Qualitative variables of the study were expressed as frequencies ± SD and quantitative variables were expressed as mean values ± SD. Statistical analyses were performed on IBM SPSS Statistics ver. 20. Differences in MIF levels between groups, as well as differences of expression score, percentage of stained cells, and staining intensity for MIF and CD74 were analyzed using Mann–Whitney U test. In addition, we studied whether there exists correlation between the bacillary index of LL patients, the soluble levels of MIF as well as the in situ expression of MIF and CD74 using the non-parametric one-tailed Rho spearmen correlation coefficient. Statistical analysis resulting with p values <0.05 were considered as significant.
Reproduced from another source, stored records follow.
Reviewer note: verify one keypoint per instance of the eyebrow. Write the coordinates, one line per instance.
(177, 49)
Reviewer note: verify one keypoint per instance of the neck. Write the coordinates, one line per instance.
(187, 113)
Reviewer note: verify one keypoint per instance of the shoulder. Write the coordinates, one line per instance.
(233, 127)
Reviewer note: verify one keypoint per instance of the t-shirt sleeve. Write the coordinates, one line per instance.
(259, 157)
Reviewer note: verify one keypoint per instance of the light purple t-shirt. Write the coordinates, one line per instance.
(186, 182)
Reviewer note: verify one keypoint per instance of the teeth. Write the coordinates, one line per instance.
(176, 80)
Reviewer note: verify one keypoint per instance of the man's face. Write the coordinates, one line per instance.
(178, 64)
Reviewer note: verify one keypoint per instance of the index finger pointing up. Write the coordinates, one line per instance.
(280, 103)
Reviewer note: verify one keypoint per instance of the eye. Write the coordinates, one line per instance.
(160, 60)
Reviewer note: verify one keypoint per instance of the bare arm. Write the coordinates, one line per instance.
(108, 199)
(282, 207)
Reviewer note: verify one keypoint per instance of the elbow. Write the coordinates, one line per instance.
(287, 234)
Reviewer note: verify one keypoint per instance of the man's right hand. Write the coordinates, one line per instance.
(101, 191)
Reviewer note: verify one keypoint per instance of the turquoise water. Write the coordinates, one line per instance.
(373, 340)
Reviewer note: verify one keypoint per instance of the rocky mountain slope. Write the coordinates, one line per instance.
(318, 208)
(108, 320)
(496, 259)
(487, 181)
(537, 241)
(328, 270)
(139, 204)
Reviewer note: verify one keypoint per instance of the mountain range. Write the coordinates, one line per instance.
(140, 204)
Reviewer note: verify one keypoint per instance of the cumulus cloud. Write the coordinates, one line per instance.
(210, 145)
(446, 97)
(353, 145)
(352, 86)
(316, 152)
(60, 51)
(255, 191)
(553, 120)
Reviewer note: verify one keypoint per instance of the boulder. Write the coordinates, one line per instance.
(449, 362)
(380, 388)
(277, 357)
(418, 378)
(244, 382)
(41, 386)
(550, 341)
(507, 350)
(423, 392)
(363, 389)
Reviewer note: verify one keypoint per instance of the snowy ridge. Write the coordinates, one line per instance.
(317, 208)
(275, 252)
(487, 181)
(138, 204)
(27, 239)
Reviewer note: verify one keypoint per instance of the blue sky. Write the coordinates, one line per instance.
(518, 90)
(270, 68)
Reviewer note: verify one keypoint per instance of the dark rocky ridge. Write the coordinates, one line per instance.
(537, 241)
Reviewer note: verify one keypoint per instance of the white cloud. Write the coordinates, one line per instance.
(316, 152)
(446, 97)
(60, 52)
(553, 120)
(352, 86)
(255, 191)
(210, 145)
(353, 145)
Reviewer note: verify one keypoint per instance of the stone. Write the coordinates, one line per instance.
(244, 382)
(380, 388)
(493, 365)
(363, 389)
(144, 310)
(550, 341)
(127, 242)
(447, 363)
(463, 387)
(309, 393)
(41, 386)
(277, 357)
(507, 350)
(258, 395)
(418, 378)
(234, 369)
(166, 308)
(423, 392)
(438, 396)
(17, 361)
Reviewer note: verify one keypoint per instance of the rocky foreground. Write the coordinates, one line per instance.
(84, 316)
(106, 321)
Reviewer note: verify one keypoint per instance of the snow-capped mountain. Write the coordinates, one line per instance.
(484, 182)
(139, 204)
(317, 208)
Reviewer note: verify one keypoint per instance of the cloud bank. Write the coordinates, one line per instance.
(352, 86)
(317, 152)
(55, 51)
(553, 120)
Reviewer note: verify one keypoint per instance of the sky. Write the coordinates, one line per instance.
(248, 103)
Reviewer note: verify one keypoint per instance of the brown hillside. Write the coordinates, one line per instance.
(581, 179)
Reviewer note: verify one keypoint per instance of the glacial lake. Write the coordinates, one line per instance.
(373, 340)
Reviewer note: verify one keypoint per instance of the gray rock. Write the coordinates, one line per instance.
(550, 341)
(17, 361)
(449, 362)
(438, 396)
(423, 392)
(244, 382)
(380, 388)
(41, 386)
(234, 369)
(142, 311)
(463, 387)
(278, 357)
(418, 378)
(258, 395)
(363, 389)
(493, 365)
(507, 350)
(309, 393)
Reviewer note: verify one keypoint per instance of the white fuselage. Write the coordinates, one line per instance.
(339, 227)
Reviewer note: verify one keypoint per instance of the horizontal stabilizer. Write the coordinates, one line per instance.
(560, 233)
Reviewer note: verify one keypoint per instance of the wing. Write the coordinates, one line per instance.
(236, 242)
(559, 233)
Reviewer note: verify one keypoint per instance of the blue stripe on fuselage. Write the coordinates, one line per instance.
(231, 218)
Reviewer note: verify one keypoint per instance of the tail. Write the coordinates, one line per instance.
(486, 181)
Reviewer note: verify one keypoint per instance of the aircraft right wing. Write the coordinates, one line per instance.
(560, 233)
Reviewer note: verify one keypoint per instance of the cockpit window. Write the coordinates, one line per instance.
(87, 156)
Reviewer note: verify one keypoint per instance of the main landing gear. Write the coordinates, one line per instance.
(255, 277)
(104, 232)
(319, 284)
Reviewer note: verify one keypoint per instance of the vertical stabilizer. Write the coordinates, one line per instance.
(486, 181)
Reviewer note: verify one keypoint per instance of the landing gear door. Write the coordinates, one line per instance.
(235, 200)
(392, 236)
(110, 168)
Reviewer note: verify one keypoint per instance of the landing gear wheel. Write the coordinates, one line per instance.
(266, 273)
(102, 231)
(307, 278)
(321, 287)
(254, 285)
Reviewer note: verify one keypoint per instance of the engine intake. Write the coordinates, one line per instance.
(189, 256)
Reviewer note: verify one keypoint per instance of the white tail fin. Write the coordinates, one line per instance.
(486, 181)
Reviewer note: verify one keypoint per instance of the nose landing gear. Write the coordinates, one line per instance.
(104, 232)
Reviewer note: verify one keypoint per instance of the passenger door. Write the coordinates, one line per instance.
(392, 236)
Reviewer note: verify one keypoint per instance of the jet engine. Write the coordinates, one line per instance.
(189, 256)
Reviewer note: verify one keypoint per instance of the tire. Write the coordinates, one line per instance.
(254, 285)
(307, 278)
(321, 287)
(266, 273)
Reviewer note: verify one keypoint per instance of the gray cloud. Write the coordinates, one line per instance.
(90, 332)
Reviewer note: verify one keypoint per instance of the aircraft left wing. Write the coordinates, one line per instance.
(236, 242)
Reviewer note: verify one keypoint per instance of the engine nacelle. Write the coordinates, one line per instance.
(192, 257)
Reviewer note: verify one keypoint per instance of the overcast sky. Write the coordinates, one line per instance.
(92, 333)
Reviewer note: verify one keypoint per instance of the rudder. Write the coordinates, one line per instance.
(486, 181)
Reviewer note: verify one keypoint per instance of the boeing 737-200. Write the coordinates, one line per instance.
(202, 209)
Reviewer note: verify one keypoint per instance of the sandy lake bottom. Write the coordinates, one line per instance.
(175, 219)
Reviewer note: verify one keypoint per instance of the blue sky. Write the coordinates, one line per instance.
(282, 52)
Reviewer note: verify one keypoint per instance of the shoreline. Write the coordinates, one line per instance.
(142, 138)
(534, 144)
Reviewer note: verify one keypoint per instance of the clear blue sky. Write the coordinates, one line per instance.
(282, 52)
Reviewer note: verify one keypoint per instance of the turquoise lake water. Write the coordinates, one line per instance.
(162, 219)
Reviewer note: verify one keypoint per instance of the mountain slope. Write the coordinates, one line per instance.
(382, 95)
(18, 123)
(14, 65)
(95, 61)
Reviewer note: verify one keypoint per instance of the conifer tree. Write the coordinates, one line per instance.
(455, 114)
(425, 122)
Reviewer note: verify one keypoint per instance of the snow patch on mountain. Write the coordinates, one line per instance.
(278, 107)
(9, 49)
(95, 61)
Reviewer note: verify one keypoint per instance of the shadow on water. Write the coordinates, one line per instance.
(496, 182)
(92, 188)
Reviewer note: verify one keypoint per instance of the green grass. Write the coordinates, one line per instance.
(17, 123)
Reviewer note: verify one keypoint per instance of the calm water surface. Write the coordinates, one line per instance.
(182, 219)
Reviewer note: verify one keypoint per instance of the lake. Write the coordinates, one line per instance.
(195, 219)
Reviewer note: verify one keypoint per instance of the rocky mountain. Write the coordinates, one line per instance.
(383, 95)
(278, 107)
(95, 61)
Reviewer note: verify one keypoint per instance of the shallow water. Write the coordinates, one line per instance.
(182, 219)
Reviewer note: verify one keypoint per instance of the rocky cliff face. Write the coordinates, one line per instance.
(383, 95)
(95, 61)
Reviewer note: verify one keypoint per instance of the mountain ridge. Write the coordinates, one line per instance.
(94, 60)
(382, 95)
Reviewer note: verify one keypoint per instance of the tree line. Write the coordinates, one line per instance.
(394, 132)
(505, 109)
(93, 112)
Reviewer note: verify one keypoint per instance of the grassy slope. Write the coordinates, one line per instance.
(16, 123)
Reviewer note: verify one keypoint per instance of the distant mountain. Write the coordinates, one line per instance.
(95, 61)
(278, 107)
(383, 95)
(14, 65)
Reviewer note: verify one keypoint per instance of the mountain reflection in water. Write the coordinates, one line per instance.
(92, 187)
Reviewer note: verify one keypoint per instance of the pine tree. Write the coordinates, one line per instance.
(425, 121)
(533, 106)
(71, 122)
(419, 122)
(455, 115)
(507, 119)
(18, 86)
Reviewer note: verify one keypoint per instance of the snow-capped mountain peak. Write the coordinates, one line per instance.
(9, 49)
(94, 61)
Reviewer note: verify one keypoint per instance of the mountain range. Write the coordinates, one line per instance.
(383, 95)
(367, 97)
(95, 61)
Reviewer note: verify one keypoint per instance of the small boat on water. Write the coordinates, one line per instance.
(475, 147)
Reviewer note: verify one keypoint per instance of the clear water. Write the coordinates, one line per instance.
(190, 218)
The study was designed in agreement with the Declaration of Helsinki (16). All participants were informed about the goals of the study and provided written agreement. This study was approved by the ethical committee Comité de Investigación y Bioseguridad del Centro Universitario de Ciencias de la Salud of the University of Guadalajara (No. CI-02515).
Serum Levels of MIF
We quantified the serum levels of MIF in 39 LL patients (44.49 ± 20.21 ng/ml) and 36 HS (53.35 ± 34.13 ng/ml). However, we found no significant differences regarding the levels of MIF between groups. Also, we did not find significant correlation between the bacillary index and serum MIF levels (r = 0.272, p = 0.154).
MIF-Related Markers in skin
We analyzed the expression of MIF and CD74 in skin biopsies of 39 LL patients as well as 10 samples of HSk.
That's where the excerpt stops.